Pour les fins de la présente recherche, le concept de
l'autonomisation est, ici, considéré sous l'optique de Morin
& Brief (1995), selon laquelle :
L'autonomie se construit étape par étape :
une personne ne devient pas autonome du jour au lendemain. (...)
L'autonomie n'est pas donc pas une étape globale ou globalisante dans le
développement intellectuel et social de l'individu mais un
processus continu de prise en charge [ajout personnel des
italiques] au sein du milieu qui l'anime (...). Il est vain de croire en un
état autonome qui, au sein d'une maîtrise cognitive
arrêtée, soumettrait toute donnée à ses
volontés (p. 197).
Ce « processus continu » ainsi mentionné
n'est autre que le processus d'autonomisation (Morin &
Brief, 1995) des scripteurs/lecteurs qui sera ici présenté selon
la logique de cheminement individuel. L'autonomie, selon Morin & Brief
(1995), évolue sous trois formes : fonctionnelle, cognitive et
affective. Comme cette évolution est un processus
au sens socio-constructiviste (un processus de construction du
savoir par le scripteur/lecteur
en interaction avec son environnement), l'accent est surtout
mis, dans notre recherche, sur la notion de processus présentée
communément dans les tâches d'apprentissage en
écriture/lecture et dans la planification et contrôle en gestion
de projet.
Tout au long de son apprentissage, le processus d'autonomisation
des scripteurs/lecteurs se développera selon la logique de la
régulation et non du contrôle externe
tel le système coercitif scolaire. Cette logique
régulatrice fait appel à la conscience de ces derniers
(des connaissances portant sur leur façon d'apprendre). L'accent
y est mis sur la nécessité pour les scripteurs/lecteurs de
réfléchir et de savoir comment mener leurs activités.
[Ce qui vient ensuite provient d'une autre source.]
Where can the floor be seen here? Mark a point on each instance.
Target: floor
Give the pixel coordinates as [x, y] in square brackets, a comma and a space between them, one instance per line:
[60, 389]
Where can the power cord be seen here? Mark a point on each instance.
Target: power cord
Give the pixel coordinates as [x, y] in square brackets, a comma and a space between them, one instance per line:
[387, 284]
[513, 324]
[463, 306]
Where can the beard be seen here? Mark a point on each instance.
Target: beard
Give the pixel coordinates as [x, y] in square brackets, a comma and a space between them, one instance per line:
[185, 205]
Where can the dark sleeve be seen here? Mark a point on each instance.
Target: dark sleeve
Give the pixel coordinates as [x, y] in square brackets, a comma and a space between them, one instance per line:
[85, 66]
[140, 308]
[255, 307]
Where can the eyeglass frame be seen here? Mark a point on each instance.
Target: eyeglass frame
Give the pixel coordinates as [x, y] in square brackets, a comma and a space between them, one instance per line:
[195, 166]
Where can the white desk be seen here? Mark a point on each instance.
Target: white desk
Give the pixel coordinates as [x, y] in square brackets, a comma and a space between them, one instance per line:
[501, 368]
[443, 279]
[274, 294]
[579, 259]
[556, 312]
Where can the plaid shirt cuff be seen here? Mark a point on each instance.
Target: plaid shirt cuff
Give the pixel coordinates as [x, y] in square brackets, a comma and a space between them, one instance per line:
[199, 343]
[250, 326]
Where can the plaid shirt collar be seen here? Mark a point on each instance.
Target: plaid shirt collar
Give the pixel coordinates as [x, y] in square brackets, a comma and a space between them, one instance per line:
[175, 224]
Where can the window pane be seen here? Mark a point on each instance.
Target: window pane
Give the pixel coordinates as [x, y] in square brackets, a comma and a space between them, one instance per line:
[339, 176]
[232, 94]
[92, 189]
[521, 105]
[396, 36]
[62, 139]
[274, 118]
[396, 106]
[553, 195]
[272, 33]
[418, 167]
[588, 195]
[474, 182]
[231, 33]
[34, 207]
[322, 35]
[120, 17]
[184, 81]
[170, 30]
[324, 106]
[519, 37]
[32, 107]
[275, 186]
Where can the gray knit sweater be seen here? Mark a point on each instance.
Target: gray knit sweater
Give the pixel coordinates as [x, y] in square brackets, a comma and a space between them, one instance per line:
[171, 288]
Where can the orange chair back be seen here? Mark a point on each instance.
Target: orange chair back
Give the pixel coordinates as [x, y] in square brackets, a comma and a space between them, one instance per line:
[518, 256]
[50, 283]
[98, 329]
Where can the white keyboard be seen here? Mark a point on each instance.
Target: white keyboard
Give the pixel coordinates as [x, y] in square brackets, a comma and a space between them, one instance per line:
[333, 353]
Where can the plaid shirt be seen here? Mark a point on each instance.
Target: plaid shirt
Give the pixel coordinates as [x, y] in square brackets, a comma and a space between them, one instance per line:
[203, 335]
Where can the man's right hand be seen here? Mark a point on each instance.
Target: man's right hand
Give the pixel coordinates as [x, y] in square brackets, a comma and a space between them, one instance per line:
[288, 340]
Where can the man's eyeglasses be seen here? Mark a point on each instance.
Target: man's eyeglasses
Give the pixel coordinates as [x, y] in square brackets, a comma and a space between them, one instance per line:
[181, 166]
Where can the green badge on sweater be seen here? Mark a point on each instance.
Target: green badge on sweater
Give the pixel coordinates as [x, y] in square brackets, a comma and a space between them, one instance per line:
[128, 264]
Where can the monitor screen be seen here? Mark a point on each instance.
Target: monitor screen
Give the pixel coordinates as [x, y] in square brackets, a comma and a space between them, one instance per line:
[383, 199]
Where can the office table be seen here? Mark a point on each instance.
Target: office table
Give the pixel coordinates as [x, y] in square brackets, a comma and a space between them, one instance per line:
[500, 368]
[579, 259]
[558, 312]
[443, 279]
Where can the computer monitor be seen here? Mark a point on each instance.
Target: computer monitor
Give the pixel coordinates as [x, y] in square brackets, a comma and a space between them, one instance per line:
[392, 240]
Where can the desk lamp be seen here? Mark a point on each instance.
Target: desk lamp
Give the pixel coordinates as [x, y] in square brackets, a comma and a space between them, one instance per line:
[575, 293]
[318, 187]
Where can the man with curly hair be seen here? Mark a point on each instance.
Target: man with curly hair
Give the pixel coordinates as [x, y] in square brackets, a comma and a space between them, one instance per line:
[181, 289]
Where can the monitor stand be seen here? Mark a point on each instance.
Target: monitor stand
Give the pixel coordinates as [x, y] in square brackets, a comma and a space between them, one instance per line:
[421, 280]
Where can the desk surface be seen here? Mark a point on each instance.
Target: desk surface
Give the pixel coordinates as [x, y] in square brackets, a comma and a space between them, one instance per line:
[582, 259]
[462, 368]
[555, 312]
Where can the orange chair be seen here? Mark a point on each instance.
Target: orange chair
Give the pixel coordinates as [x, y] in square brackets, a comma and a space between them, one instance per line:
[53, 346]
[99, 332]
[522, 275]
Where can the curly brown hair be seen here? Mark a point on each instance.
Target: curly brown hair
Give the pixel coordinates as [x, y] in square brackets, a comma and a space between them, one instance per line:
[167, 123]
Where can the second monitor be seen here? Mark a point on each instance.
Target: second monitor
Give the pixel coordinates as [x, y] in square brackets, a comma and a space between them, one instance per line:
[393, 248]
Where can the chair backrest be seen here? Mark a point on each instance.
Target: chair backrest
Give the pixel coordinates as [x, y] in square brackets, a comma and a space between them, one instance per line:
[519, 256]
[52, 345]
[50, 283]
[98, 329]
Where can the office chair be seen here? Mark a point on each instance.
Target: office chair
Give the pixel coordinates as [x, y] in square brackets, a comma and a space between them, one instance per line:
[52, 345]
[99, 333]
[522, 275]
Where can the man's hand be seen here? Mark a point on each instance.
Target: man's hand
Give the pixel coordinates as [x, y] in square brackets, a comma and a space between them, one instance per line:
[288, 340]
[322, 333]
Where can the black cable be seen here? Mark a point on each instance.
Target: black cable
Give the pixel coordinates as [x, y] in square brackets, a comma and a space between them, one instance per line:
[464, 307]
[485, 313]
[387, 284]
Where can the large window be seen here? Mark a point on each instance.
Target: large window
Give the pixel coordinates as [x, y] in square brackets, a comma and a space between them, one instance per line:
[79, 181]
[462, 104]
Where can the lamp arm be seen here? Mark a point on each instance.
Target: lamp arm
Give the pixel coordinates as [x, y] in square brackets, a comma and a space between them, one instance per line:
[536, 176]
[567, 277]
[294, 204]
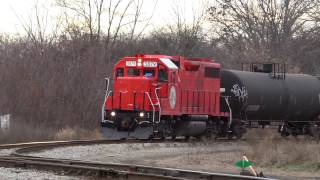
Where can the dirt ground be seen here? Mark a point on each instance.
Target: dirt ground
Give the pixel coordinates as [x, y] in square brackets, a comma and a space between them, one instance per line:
[276, 158]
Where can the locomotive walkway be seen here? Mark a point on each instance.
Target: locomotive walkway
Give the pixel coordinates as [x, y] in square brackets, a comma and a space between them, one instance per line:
[102, 170]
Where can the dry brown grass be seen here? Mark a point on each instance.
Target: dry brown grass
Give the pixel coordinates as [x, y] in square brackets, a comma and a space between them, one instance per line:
[268, 149]
[77, 134]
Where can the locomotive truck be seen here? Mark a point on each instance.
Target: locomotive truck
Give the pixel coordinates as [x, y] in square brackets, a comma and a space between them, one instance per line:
[158, 96]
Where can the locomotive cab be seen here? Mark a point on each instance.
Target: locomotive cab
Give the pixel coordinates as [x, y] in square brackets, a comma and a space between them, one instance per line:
[140, 83]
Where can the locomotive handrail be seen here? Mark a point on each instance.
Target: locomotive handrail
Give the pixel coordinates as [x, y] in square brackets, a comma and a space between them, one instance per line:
[158, 103]
[153, 112]
[104, 104]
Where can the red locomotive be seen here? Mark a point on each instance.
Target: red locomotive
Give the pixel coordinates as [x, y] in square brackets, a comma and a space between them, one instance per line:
[161, 96]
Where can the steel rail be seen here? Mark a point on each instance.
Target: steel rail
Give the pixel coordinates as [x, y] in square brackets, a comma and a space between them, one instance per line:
[125, 171]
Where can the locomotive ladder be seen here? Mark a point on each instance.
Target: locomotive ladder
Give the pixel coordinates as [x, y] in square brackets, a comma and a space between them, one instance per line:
[155, 104]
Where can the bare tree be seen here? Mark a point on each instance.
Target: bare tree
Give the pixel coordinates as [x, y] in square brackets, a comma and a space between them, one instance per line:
[261, 30]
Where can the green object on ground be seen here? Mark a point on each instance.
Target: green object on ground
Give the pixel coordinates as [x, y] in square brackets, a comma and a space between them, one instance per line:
[243, 163]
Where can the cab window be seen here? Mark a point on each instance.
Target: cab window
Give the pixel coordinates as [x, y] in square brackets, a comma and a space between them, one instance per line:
[163, 75]
[148, 73]
[119, 72]
[133, 72]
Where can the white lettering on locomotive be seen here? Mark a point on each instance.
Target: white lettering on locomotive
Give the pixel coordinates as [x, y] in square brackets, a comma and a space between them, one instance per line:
[150, 64]
[131, 63]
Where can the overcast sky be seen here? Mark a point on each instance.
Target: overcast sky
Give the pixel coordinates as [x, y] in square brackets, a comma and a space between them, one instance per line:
[15, 12]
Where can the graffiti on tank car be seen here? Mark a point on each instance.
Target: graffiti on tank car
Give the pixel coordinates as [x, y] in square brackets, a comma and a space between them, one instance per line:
[241, 93]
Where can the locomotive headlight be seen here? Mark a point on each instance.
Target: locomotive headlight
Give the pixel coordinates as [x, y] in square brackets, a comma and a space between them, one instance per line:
[141, 114]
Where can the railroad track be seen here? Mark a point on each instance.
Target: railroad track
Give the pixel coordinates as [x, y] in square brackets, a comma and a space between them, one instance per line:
[97, 169]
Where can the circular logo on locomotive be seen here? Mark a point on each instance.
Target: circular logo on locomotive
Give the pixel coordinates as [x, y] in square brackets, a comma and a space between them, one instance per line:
[173, 97]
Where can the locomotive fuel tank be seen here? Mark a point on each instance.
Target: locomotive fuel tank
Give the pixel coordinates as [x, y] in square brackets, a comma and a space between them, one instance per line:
[261, 96]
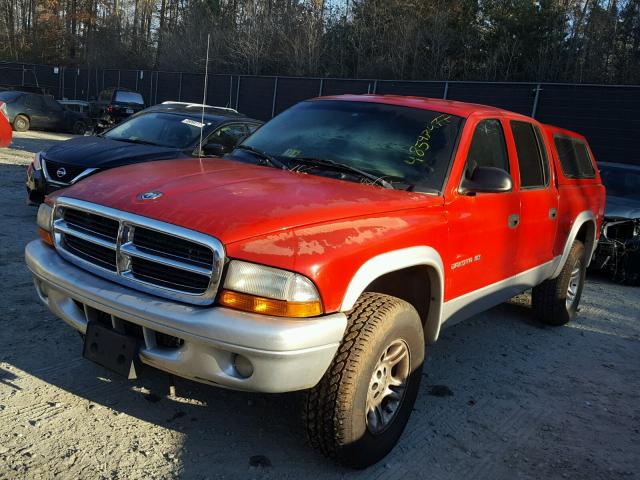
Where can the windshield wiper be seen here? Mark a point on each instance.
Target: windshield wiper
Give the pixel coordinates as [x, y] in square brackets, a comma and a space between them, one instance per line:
[376, 179]
[265, 156]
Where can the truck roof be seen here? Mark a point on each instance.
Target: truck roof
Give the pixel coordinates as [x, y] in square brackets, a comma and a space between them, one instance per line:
[453, 107]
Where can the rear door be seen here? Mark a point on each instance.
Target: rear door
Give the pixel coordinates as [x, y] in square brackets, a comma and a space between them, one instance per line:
[538, 197]
[56, 115]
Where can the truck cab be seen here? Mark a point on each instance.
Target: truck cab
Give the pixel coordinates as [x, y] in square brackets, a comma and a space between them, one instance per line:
[323, 254]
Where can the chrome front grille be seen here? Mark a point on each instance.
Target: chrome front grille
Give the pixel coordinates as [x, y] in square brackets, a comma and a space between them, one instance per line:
[61, 174]
[139, 252]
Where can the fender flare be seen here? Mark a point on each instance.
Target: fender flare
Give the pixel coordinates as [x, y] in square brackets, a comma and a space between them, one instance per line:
[396, 260]
[581, 219]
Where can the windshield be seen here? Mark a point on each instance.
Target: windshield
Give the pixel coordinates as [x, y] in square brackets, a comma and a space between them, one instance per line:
[621, 182]
[388, 141]
[164, 129]
[128, 97]
[9, 97]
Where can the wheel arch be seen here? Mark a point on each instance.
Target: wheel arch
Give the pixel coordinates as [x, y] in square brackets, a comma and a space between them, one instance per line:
[584, 229]
[414, 274]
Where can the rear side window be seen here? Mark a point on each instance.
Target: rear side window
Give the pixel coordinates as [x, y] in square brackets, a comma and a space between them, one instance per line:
[574, 157]
[532, 159]
[488, 148]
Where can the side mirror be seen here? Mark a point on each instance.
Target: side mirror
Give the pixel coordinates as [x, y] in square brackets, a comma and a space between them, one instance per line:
[214, 149]
[487, 180]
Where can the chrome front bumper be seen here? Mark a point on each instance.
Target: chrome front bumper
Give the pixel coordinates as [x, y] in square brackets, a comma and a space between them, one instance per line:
[286, 354]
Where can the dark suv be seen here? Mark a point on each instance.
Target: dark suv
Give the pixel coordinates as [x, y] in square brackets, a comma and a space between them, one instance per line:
[114, 105]
[41, 112]
[166, 131]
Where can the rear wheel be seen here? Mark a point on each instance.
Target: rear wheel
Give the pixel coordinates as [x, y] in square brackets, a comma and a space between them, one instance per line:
[21, 123]
[555, 301]
[359, 409]
[79, 128]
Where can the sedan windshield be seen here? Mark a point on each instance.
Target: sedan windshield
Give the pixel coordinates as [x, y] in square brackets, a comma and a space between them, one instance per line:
[164, 129]
[402, 146]
[621, 182]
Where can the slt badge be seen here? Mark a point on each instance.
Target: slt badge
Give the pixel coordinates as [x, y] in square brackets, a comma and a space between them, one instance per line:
[153, 195]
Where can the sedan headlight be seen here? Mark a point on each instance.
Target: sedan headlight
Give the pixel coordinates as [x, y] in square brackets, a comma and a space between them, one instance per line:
[270, 291]
[44, 220]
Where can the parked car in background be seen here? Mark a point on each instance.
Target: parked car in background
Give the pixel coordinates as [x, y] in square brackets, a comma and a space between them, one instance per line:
[114, 105]
[5, 127]
[41, 112]
[321, 255]
[79, 106]
[169, 130]
[618, 252]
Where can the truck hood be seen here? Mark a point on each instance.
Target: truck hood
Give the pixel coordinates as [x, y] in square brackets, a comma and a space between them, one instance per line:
[98, 152]
[619, 207]
[233, 201]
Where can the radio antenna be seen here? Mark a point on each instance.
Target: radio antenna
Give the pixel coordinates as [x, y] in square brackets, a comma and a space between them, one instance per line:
[204, 94]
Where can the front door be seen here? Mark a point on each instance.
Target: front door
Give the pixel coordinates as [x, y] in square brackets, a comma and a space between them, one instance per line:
[483, 226]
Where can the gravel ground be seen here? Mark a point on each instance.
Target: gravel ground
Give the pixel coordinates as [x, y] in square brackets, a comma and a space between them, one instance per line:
[502, 396]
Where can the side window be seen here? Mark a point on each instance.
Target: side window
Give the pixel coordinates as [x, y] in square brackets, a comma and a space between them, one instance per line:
[533, 170]
[228, 136]
[488, 147]
[574, 157]
[52, 105]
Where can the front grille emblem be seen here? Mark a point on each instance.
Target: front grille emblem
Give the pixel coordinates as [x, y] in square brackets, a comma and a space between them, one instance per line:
[150, 195]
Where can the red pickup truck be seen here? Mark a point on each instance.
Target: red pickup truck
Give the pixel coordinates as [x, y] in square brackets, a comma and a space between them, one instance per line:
[324, 253]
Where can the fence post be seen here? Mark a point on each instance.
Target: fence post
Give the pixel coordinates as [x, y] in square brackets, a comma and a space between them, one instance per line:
[157, 81]
[238, 92]
[535, 101]
[275, 95]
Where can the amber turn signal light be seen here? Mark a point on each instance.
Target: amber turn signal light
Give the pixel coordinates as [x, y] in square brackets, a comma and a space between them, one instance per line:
[45, 236]
[269, 306]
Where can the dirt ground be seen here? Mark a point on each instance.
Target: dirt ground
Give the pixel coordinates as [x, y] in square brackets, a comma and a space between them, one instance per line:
[522, 400]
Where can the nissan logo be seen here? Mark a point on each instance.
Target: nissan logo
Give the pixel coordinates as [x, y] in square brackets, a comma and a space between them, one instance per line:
[150, 195]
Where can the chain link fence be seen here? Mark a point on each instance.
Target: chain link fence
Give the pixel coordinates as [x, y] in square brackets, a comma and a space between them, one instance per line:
[605, 114]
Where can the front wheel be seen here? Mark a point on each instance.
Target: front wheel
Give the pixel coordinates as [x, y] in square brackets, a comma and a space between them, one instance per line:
[79, 128]
[555, 301]
[359, 409]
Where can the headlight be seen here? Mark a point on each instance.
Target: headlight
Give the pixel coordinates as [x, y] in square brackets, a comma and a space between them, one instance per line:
[37, 161]
[45, 213]
[269, 291]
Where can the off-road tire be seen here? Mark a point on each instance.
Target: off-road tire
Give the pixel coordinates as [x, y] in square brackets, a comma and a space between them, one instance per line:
[334, 411]
[21, 123]
[549, 299]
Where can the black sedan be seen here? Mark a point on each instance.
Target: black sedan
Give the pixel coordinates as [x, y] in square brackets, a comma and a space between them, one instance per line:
[166, 131]
[41, 112]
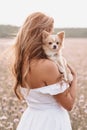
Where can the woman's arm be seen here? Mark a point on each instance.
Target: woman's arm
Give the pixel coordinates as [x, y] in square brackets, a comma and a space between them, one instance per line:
[67, 98]
[51, 75]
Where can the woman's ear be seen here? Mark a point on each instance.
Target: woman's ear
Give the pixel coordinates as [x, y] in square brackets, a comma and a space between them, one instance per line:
[45, 34]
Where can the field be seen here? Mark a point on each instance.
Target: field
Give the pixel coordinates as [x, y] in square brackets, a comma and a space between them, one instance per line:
[11, 108]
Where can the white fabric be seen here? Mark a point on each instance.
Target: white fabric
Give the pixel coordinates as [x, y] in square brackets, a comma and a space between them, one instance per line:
[43, 112]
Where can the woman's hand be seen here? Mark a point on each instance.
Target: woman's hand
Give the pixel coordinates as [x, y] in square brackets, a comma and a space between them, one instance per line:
[73, 72]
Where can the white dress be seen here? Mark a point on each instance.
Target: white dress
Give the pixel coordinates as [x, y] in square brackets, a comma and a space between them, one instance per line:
[43, 112]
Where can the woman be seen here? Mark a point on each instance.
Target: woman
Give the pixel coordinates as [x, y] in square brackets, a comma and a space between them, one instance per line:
[39, 81]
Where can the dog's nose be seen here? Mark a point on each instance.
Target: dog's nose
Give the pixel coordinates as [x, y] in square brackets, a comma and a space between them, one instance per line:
[54, 47]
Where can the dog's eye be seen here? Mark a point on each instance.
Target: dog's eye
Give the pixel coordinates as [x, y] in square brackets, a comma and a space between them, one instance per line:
[57, 42]
[50, 43]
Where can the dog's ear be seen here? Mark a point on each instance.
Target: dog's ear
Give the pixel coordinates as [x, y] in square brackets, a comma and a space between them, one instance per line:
[45, 34]
[61, 35]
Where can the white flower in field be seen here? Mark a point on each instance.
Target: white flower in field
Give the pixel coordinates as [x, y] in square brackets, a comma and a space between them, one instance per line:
[16, 120]
[3, 118]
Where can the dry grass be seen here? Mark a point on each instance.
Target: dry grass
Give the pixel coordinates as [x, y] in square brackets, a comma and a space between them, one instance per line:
[11, 108]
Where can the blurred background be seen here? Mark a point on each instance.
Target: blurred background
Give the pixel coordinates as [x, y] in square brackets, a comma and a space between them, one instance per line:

L'arrivée des ordinateurs comme outils d'aide à
l'apprentissage met davantage en valeur la vision de l'approche
systémique de Richterich (1985, dans Barbot & Camatarri, 1999, p.
24)
qui place le sujet-apprenant au centre des opérations de
l'apprentissage tel que présenté par
Barbot & Camatarri (1999) à la figure 2 ci-dessous.
Besoins - Objectifs
INSTITUTION
Programme
APPRENANT
Évaluation
Ressources
Figure 2. La systémique de
l'apprentissage (Barbot & Camatarri, 1999)
Selon ces auteurs, « l'apprenant effectue un cheminement
entre les quatre opérations : la définition d'objectifs, la
sélection des ressources, le choix des stratégies,
l'auto-évaluation. (...) L'apprenant effectue un cheminement pour
s'emparer peu à peu des quatre opérations, soit à partir
de négociations dans le groupe-classe, soit avec un recours
éventuel à un conseiller » (p.
24).
En observant cette figure, le scripteur/lecteur, constructeur
de savoir, occupe une place centrale dans son apprentissage; il n'est pourtant
pas indépendant de son environnement, dont l'institution. Le contexte
actuel de la société occidentale ainsi que celui de ses
écoles exige une formation permettant d'établir un bon
équilibre entre l'acquisition des savoirs et les
compétences méthodologiques qui permettent d'apprendre par
soi-même. L'autonomisation doit y être considérée
comme « fin » du processus de formation et comme « valeur
», insérée dans une séquence de valeurs
générales telles l'insertion sociale, le développement
personnel, etc. « Cette fin correspond non seulement à un savoir
mais aussi à un savoir faire et à une méthode qui,
intériorisés de façon pertinente permettent d'apprendre
par soi-même (Barbot & Camatarri, 1999, p. 8) ».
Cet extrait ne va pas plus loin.